In a letter to Senator Ferdinand R. Marcos Jr., who chairs the Senate committee on local government, members of the JFC said “we would like to express our appreciation for your committee’s effort to initiate deliberation on Senate Bills 1101 and 1419 and House Bill 4410 providing for the direct remittance to the host local government unit of its 40-percent share of the gross collection derived by the national government from national wealth taxes.”
Such “vital legislation” ensures that LGUs will not only get their fair share of remittances from the mining industry, but will also receive it “in a timely manner,” the umbrella group for foreign business chambers said.
The Chamber of Mines of the Philippines (COMP), which has also pushed for the direct remittance of mining taxes to LGUs, said in a statement that mining projects would “enjoy further support from local communities if the latter could immediately realize the fiscal benefits due them from mining.”
Michael Toledo of Philex Mining Corp., a member of COMP, said in a phone interview that if LGUs were to promptly receive their share of mining taxes, then they would be in a much better position to provide residents with basic services and infrastructure.
“Our position has always been that LGUs should get their equal share (of mining taxes) and get them soonest,” Toledo said.
Mines and Geosciences Bureau (MGB) director Leo Jasareno said in a text message that the measures are a “positive development” in the effort to make people “fully realize” the benefits of mining projects to the development of communities.

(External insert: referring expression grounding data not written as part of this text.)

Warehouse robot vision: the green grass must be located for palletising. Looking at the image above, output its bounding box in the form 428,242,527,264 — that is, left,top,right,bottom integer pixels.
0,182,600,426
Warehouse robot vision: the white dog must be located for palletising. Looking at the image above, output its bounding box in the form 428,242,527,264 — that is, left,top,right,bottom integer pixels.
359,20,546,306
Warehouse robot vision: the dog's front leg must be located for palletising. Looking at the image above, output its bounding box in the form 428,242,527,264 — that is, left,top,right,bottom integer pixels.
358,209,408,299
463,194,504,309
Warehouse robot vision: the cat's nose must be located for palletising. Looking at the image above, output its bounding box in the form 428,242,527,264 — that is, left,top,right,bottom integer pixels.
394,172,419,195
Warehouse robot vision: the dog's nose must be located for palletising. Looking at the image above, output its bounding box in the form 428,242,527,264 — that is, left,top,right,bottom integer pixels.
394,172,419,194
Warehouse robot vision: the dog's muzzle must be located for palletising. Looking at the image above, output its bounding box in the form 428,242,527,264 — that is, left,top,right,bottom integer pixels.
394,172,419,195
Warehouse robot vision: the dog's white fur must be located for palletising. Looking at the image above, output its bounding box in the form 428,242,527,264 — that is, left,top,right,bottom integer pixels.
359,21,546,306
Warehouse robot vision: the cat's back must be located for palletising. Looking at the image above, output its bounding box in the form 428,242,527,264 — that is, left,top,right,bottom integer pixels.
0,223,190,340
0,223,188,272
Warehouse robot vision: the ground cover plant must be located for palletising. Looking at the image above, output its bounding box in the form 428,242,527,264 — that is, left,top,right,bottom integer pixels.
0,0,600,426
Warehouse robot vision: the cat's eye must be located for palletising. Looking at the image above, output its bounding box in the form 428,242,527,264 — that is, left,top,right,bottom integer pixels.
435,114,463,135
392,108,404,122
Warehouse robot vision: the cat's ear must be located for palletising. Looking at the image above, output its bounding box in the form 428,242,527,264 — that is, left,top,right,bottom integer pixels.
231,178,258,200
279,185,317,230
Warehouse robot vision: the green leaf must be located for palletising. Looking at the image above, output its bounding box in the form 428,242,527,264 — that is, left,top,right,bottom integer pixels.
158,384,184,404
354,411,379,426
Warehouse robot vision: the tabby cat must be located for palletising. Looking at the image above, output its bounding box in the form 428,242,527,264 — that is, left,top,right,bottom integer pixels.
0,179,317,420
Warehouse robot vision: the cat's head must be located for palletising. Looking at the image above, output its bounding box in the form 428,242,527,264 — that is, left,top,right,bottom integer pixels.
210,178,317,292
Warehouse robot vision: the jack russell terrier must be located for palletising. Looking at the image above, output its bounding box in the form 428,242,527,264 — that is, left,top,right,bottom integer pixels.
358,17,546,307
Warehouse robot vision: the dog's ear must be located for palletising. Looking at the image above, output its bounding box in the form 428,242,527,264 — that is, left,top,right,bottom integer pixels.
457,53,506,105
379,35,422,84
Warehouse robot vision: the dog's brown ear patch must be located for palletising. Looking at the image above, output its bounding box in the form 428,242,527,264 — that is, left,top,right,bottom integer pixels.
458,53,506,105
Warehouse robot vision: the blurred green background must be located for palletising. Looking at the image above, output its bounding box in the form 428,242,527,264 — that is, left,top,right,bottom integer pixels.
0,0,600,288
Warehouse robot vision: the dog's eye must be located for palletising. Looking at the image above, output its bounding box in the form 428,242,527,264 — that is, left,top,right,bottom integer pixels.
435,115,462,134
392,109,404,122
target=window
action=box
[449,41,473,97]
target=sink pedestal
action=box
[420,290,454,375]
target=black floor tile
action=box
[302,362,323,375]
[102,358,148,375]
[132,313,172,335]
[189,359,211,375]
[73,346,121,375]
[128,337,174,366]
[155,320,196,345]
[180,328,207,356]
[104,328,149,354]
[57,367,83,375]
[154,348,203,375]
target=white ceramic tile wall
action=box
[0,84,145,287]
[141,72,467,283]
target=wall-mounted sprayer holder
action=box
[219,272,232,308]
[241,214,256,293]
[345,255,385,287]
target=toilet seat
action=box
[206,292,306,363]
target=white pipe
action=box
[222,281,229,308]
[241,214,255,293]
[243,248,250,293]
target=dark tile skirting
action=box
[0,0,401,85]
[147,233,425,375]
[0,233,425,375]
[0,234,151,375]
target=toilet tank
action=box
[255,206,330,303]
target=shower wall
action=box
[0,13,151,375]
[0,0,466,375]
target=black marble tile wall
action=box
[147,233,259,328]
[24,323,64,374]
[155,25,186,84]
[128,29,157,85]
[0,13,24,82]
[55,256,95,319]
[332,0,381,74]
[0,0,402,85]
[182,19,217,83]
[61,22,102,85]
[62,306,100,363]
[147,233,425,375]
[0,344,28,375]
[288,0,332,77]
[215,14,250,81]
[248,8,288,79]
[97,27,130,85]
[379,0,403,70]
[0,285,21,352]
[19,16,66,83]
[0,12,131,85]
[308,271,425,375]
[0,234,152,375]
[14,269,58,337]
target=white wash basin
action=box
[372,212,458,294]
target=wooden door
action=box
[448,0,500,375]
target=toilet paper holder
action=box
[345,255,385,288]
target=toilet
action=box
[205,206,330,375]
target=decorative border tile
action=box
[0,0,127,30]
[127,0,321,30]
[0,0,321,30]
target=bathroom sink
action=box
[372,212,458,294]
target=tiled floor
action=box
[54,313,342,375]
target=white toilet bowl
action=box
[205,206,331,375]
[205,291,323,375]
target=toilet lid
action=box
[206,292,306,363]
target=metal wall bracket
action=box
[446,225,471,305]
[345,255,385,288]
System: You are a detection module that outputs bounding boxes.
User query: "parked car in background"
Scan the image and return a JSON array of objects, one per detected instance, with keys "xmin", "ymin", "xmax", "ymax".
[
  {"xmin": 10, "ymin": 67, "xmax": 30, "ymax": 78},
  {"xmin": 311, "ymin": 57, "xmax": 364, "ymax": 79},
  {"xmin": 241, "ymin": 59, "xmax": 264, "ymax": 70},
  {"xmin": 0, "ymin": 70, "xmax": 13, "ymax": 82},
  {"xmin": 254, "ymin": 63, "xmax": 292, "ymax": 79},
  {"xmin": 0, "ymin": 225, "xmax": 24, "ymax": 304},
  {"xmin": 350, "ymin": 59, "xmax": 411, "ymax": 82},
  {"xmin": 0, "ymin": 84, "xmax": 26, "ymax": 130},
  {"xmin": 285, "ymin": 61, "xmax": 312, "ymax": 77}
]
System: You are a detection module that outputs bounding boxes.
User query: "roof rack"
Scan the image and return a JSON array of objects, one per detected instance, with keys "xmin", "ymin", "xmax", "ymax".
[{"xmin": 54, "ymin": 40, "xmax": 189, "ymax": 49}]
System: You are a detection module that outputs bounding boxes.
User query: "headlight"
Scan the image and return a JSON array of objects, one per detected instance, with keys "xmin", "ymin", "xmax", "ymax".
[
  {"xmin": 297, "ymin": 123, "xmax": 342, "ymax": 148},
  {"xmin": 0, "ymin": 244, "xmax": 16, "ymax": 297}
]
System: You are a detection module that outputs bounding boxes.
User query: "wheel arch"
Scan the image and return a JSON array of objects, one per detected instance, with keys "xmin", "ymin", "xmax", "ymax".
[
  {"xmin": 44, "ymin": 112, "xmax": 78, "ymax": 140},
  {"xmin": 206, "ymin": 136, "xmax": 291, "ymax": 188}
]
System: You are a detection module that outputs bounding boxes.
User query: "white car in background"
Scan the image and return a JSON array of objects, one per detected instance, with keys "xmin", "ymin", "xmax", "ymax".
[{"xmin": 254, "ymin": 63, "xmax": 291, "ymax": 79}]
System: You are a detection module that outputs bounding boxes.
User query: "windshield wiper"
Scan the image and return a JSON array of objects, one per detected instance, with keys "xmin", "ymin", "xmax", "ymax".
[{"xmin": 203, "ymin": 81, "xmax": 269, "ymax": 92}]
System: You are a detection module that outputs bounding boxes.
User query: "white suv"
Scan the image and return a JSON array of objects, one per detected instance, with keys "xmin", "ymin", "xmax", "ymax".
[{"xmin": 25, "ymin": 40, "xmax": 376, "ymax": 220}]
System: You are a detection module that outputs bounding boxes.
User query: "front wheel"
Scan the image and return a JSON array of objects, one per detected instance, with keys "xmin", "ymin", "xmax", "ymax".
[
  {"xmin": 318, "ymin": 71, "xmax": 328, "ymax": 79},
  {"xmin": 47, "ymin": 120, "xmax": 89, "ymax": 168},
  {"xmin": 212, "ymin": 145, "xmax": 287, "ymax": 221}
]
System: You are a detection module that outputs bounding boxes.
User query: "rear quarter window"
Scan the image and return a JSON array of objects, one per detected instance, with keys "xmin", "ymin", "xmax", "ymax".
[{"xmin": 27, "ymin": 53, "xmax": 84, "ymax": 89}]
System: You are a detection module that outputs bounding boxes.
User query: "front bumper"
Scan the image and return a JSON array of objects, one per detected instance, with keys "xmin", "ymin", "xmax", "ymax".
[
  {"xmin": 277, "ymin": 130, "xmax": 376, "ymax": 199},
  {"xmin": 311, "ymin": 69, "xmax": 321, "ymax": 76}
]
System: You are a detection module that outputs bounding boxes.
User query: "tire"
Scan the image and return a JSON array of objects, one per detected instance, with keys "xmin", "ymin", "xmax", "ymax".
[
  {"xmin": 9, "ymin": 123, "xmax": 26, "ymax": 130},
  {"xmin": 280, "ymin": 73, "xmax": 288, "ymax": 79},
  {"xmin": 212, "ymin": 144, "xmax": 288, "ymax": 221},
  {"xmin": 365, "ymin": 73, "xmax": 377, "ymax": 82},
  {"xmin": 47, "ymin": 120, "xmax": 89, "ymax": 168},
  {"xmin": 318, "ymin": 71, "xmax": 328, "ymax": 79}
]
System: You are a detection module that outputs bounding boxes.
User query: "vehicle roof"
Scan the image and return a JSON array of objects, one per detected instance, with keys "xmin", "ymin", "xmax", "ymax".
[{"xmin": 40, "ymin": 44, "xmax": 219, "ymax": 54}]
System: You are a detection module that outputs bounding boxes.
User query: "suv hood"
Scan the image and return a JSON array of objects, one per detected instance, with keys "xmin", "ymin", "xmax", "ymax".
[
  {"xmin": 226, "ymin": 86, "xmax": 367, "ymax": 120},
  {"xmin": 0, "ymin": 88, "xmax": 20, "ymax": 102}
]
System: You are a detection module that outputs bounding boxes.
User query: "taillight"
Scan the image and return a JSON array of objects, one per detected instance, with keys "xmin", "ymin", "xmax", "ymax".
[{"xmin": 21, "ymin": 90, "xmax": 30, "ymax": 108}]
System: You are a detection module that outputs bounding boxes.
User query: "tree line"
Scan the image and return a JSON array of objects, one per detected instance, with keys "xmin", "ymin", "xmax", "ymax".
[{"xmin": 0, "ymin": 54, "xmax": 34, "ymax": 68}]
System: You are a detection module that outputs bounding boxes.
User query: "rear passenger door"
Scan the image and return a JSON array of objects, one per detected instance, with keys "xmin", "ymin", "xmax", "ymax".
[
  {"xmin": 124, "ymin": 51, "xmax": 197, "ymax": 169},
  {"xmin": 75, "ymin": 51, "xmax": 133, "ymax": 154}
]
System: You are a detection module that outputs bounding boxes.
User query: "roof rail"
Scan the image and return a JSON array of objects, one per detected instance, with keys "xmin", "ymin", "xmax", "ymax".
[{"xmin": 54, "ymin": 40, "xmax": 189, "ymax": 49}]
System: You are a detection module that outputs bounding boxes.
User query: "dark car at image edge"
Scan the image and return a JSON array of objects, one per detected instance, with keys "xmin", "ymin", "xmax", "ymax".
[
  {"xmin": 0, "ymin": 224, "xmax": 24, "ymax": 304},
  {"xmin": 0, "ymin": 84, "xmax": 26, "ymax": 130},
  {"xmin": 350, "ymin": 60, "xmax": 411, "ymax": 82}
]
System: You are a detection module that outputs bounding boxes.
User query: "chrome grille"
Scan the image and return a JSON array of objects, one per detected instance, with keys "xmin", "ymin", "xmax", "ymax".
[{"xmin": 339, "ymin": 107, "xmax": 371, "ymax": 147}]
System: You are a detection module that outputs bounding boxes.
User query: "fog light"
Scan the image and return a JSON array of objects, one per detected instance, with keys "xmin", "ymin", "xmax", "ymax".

“We have seen communities rise against mining projects on the impression that they get less or even nothing but the disturbance brought about by the extractive nature of mining. We hope to see mindsets change,” Jasareno said.
The Mining Act is supposed to promote the welfare of provinces rich in mineral deposits, JFC noted, but several LGUs have closed their provinces to mining, partly because of the slow remittance of their share in mining benefits.
The group of foreign firms said LGUs have a Constitutional right to get their fair share of proceeds from national wealth development within their area even as they have a duty under the Local Government Code of 1991 to protect and “co-manage” the environment.
The Philippines is estimated to hold $1.4 trillion worth of mineral reserves, especially gold, copper, nickel, aluminum, and chromite. According to MGB, the Philippines is the second richest country in the world in terms of gold resources, and third in copper.
Mining is among the “Seven Big Winners” or growth sectors that the JFC is pushing for development in line with its Arangkada Philippines 2010 initiative.